A few months passed while I tinkered with doing something in Groovy. Then during one of our hack days I gave in and decided to use sub to make an nf command. With only a few commands in place, it quickly became part of my daily workflow. When I started at the Stellar Development Foundation I decided to start a sub command on day one. Even with just two commands I already use it daily.

So what’s this “sub” thing about?

Sub is a project from Nick Quaranto that lets you build collections of scripts and access them via git-like subcommands. If you use rbenv you’re actually already using sub. The really cool part is that you can also make your own.

Need a helper to start up an ssh tunnel? It’d look like this:

#!/usr/bin/env bash
# Usage: mysub tunnel
# Summary: Sets up an ssh tunnel
# Help: Requires ssh and access to jumpbox, etc, etc...

set -e

ssh -NL 8888:somehost:80 me@jumpbox

You drop this script in mysub/libexec/mysub-tunnel and sub provides access to it via mysub tunnel.

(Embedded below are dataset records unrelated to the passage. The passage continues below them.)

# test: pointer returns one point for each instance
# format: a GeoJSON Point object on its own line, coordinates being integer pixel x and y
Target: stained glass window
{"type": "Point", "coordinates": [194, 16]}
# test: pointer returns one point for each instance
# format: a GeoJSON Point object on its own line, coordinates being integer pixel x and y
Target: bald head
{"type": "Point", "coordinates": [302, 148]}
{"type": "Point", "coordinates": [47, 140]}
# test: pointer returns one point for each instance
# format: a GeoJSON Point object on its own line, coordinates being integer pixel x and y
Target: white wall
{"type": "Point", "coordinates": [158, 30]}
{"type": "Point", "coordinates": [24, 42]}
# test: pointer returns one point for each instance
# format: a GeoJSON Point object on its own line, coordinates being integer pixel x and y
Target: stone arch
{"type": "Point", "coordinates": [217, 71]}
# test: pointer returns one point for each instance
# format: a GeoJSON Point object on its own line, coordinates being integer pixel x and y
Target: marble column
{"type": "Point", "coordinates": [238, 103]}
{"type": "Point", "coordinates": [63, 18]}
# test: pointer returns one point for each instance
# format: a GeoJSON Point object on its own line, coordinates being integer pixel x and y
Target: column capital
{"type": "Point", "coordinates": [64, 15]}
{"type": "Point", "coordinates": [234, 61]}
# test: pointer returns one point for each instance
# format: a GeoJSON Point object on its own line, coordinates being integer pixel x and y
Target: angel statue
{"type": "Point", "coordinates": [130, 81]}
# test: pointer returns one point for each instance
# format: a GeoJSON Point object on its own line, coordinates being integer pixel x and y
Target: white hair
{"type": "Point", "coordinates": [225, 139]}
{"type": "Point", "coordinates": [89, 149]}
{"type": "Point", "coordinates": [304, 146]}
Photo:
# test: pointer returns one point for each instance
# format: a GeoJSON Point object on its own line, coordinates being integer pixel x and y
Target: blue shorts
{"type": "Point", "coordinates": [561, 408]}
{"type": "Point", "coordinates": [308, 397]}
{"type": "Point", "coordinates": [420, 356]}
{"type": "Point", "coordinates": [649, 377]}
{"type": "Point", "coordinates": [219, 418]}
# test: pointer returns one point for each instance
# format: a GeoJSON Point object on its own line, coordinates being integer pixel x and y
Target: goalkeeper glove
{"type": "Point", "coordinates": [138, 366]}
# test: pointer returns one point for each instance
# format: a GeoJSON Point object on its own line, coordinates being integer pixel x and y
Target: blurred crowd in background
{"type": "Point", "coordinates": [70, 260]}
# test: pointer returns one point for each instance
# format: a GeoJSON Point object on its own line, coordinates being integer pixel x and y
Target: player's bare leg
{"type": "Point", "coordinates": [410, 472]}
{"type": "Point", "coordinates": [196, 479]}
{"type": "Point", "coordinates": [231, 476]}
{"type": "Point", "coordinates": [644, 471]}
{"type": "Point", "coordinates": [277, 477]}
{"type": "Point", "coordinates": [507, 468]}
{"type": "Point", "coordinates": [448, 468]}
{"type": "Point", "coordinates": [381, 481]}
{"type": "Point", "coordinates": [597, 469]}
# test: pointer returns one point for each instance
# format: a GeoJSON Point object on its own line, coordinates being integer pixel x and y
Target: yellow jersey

Just providing access to the script via your custom command is handy. But sub takes it a step further with tab completion (for both bash and zsh), command listing, and documentation access for free. Sub parses everything it needs from the comments at the top of your script.

While I could go into more detail about all of sub’s capabilities, the readme is pretty solid so go check it out. If you have any sort of repetitive commands you use, give it a try. Commit it to your company repo and your coworkers will thank you for it.

As a final note, don’t let the age of the last commit cause hesitation. I’d of course love to see more activity on the project, but it’s a simple enough concept and I haven’t run into any problems using it as a daily tool.